A particle traveling at 187,000 miles/second.

There exists a condition of quantum entanglement. Two photons may be "quantum entangled" if produced by the same particle interaction and emerging in opposite directions. They stay quantum entangled even when separated by vast distances (even light-years apart). Two quantum-entangled photons will make identical decisions when forced to choose among two equally probable pathways. They make the same decision at the same instant. If there is some unknown communication path between the two photons, it has been observed to function at least SEVEN TIMES the speed of light.

Another explanation, of course, is that the effect is completely instantaneous.

It is in fact possible to observe "things" traveling faster then light (even in a vacuum).

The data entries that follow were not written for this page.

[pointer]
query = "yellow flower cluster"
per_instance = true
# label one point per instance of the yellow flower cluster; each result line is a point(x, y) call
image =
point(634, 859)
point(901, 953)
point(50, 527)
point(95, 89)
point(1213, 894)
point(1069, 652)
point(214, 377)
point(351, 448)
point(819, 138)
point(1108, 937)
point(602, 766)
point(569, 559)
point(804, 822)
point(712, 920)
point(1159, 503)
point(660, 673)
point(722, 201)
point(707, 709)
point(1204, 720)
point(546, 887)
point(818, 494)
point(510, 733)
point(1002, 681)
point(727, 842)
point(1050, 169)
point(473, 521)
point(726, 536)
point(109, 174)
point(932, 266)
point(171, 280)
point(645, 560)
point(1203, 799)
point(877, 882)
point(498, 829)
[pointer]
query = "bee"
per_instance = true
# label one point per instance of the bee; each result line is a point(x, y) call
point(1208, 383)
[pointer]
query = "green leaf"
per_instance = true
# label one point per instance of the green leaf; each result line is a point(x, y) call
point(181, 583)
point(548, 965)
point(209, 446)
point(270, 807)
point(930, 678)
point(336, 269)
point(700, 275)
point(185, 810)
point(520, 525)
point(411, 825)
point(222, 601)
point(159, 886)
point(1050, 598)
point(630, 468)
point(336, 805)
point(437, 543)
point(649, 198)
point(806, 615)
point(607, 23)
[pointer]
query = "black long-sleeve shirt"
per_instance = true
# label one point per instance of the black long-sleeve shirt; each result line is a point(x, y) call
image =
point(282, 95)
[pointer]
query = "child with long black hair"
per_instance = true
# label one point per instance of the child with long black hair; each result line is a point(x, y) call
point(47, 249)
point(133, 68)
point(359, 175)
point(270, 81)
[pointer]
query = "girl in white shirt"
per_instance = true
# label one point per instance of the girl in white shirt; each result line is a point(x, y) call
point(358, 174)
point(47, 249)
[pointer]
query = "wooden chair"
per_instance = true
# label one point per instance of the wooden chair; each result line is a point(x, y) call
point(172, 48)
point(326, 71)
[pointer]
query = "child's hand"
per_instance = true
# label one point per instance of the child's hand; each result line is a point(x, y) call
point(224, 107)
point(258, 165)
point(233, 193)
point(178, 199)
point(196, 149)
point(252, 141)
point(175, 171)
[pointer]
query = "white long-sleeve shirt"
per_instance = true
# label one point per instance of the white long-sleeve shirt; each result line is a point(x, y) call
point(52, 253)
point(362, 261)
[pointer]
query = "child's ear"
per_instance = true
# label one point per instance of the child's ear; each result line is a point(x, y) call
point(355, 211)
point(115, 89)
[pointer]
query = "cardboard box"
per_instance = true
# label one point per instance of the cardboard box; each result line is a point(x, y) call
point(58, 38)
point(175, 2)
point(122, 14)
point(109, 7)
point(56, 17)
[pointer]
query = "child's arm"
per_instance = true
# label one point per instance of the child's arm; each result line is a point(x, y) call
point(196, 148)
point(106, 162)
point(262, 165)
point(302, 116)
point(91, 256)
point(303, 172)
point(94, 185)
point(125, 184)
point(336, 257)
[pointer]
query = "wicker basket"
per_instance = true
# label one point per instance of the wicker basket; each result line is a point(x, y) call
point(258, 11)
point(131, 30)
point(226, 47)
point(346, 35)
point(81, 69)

Images, shadows, reflections, etc... are all allowed to break the light speed barrier, since they have no mass and can carry no information ftl.

For example, if I stand in my backyard and shine a powerful laser onto the moon, I can theoretically make a bright spot appear on the moon. If I quickly point the laser downward instead, the spot will appear on the ground almost instantaneously. Were the spot restricted by the speed of light, it would take several seconds for it to move from the moon to the earth.

Locations can also move faster then light, though the objects defining these locations might not. The spot where the two blades of a pair of scissors meet will travel significantly faster then either blade will. A long enough pair of scissors could certainly result in this spot moving faster then a photon.

Of course, you might argue that these things arn't really "things", or that their movement isn't really "movement". I'll not argue with you; find some other terminology and I'll consider using it. Even if they are illusionary, they still look like they're traveling faster then c.

Let's also not forget that under certain conditions light itself can seem to travel faster then light.